C’est vrai, mais ce n’est pas pour cela que ça devient réjouissant. 

– N’est-ce pas un sort enviable que de se marier avec un notable, fut-il chilien ?

– Certes, mais ce n’est pas l’avenir que nous envisagions pour vous. Et puis, j’ai peur de vos réactions entre vous, que ce soit par le fait de celle qui sera choisi ou des deux autres qui resteront. La jalousie ou le désespoir ne font jamais bon ménage.

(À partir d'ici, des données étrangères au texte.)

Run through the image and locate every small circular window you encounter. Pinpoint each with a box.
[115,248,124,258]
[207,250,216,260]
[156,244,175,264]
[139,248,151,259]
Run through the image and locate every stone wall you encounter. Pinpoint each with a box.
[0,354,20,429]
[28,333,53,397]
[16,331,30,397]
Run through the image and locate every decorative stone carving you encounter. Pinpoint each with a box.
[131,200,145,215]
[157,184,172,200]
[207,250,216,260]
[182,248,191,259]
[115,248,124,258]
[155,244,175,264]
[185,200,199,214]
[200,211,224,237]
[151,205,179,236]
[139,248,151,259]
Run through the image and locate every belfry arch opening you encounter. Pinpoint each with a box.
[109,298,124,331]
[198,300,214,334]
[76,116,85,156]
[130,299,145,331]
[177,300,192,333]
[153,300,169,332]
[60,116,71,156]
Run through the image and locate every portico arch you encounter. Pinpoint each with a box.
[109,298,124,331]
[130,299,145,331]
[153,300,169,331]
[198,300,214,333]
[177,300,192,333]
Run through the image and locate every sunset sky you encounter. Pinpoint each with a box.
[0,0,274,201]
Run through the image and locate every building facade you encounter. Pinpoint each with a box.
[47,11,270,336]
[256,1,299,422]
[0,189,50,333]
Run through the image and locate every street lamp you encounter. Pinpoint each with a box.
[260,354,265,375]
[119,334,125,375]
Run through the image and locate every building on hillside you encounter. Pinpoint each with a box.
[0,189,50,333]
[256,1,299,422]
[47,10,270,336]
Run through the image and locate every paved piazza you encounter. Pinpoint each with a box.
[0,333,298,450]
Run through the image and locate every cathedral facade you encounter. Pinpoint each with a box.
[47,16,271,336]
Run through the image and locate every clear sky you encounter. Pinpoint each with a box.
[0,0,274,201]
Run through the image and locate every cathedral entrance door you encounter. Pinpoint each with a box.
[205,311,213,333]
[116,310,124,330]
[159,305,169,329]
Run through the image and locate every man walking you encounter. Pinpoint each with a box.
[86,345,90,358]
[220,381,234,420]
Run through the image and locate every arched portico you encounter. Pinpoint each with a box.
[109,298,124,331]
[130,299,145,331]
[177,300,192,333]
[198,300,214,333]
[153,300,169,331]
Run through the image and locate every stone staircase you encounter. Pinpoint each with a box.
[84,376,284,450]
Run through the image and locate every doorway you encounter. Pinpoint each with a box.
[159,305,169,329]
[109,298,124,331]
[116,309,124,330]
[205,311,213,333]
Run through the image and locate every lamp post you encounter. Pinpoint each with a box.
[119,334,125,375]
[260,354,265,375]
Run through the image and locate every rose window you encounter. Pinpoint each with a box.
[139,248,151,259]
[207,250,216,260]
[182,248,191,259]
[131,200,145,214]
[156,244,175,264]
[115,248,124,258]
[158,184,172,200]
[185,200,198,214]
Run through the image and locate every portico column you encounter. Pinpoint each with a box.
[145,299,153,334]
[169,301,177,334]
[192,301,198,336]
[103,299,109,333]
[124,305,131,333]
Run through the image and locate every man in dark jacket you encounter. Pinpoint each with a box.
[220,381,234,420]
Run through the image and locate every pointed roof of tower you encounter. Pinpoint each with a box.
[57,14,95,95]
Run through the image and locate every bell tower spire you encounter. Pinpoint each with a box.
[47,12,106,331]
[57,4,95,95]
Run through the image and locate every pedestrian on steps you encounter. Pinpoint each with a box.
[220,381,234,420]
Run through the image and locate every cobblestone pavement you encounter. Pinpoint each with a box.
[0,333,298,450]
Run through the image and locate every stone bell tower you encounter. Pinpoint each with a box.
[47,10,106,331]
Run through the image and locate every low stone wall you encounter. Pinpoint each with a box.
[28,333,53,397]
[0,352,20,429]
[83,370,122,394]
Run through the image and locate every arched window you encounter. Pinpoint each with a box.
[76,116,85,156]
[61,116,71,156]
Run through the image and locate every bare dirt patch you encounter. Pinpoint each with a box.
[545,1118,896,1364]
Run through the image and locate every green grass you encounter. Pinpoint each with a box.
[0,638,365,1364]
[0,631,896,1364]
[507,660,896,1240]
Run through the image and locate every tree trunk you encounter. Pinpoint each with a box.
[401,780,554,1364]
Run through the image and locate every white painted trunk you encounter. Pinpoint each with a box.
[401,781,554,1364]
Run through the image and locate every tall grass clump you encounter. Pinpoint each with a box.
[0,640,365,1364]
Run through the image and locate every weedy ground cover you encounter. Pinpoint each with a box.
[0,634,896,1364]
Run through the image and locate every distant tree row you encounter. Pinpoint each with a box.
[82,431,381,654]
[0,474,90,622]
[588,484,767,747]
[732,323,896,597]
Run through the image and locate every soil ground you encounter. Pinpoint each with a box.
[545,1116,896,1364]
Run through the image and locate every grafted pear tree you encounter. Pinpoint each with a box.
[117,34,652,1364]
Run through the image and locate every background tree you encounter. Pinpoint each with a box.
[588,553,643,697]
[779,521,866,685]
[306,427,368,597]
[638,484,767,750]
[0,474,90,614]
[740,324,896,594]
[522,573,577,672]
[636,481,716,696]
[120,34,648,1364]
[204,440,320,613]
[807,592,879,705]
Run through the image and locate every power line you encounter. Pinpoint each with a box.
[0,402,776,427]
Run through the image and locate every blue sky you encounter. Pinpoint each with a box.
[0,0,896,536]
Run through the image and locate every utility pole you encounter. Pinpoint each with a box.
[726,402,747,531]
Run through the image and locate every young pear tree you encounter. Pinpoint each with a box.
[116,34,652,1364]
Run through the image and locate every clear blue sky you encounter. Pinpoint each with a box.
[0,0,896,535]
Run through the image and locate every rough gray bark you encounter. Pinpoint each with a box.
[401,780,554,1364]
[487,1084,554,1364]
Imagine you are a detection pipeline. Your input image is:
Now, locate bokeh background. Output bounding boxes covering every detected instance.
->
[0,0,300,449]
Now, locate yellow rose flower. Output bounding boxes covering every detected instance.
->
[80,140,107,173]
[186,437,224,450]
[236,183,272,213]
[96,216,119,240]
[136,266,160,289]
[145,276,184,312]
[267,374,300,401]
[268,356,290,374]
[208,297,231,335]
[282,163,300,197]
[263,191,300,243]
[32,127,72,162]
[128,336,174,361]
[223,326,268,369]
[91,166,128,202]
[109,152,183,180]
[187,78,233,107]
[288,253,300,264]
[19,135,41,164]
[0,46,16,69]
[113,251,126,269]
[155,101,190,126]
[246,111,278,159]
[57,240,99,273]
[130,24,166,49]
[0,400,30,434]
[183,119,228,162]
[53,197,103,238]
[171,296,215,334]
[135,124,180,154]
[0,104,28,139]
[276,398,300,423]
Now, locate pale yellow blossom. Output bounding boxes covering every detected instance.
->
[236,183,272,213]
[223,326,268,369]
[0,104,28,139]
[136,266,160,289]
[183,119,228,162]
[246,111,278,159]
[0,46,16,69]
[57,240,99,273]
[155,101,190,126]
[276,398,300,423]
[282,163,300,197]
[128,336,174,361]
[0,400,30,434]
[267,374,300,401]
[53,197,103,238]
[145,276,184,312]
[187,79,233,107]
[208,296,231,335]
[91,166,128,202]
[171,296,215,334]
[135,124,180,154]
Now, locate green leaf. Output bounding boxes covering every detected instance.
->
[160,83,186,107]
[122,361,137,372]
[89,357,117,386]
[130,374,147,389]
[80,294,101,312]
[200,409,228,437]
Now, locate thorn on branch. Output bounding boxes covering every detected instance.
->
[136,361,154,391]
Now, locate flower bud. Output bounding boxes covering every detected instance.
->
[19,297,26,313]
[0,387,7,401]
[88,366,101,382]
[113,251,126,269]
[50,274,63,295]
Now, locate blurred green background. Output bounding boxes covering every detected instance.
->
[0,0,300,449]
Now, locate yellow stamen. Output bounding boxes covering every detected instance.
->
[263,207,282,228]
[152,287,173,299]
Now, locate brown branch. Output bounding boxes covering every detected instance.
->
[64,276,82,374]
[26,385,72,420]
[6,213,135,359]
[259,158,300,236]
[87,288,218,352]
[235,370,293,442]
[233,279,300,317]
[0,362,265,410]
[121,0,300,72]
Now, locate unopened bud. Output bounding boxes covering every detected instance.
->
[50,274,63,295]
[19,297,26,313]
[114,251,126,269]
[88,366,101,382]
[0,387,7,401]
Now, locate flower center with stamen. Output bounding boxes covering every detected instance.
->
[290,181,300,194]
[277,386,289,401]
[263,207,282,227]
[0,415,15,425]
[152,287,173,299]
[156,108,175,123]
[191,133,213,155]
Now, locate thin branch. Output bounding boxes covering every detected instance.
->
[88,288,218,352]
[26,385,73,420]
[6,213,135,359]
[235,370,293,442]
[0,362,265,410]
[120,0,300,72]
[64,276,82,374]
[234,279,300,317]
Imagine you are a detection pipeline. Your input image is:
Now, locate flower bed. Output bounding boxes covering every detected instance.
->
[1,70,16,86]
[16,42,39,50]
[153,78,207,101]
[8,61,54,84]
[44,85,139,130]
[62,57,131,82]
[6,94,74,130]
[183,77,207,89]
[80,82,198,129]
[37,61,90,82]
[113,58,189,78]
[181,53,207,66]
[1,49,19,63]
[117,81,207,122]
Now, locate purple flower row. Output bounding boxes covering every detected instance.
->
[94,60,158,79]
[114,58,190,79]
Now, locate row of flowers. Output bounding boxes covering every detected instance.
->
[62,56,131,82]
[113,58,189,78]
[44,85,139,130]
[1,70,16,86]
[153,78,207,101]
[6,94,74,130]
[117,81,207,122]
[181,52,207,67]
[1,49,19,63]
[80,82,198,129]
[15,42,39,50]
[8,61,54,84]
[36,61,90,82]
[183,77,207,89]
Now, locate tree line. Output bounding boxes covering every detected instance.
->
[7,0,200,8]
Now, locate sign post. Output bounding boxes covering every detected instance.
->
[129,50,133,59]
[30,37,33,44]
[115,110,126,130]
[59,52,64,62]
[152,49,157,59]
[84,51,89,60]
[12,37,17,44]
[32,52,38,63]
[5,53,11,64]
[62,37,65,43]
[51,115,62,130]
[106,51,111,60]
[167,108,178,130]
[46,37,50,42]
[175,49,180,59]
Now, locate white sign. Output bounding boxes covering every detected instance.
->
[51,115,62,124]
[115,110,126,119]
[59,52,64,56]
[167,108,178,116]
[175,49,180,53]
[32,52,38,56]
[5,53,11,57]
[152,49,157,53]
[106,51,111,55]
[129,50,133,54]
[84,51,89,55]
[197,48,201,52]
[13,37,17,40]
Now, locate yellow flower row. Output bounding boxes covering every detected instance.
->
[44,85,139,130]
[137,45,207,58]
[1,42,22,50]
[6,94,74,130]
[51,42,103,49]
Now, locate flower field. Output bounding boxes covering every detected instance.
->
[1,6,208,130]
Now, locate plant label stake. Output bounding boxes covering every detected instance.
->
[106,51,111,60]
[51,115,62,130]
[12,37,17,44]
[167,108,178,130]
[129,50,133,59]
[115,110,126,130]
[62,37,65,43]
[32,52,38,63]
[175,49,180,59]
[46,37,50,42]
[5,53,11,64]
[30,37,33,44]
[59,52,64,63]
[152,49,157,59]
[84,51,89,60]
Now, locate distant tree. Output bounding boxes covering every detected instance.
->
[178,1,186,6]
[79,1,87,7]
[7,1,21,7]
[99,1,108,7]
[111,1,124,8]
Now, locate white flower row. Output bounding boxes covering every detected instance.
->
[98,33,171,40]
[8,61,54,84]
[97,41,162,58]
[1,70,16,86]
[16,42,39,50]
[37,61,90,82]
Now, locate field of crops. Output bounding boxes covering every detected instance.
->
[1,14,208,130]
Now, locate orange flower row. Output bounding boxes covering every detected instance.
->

– Maman,  nous nous sommes jurées que quoi qu’il arrive, nous resteront unies entre nous et avec vous nos parents. Il ne faut pas vous inquiéter.

– Je souhaite que tout se passe ainsi, mais que va-t-il advenir ? Notre sort est entre les mains de cet homme et nous ne le connaissons pas. Ce n’est guère rassurant.

– il semble droit et a réussi à convaincre le commandement, dit Ernestina.

– C’est possible, répliqua Emma. Mais rien ne nous l’assure. Il pourrait également être homme à s’amuser sans prendre en compte ce qui pourrait advenir. Quoi de plus drôle que de jouer ainsi avec les sentiments des gens tout en sachant qu’ils devront s’exécuter en raison des conséquences en cas de refus.

Maman, dit Abigail, croit-nous, nous sommes sûrs que nous nous en sortirons.

Emma les regarda, vit la  confiance dans les yeux de ses trois filles et se sentit rassurée.

– Aller, les filles. C’est l’heure de se coucher, leur dit-elle. A demain.

– A demain, répondirent-elles en l’embrassant.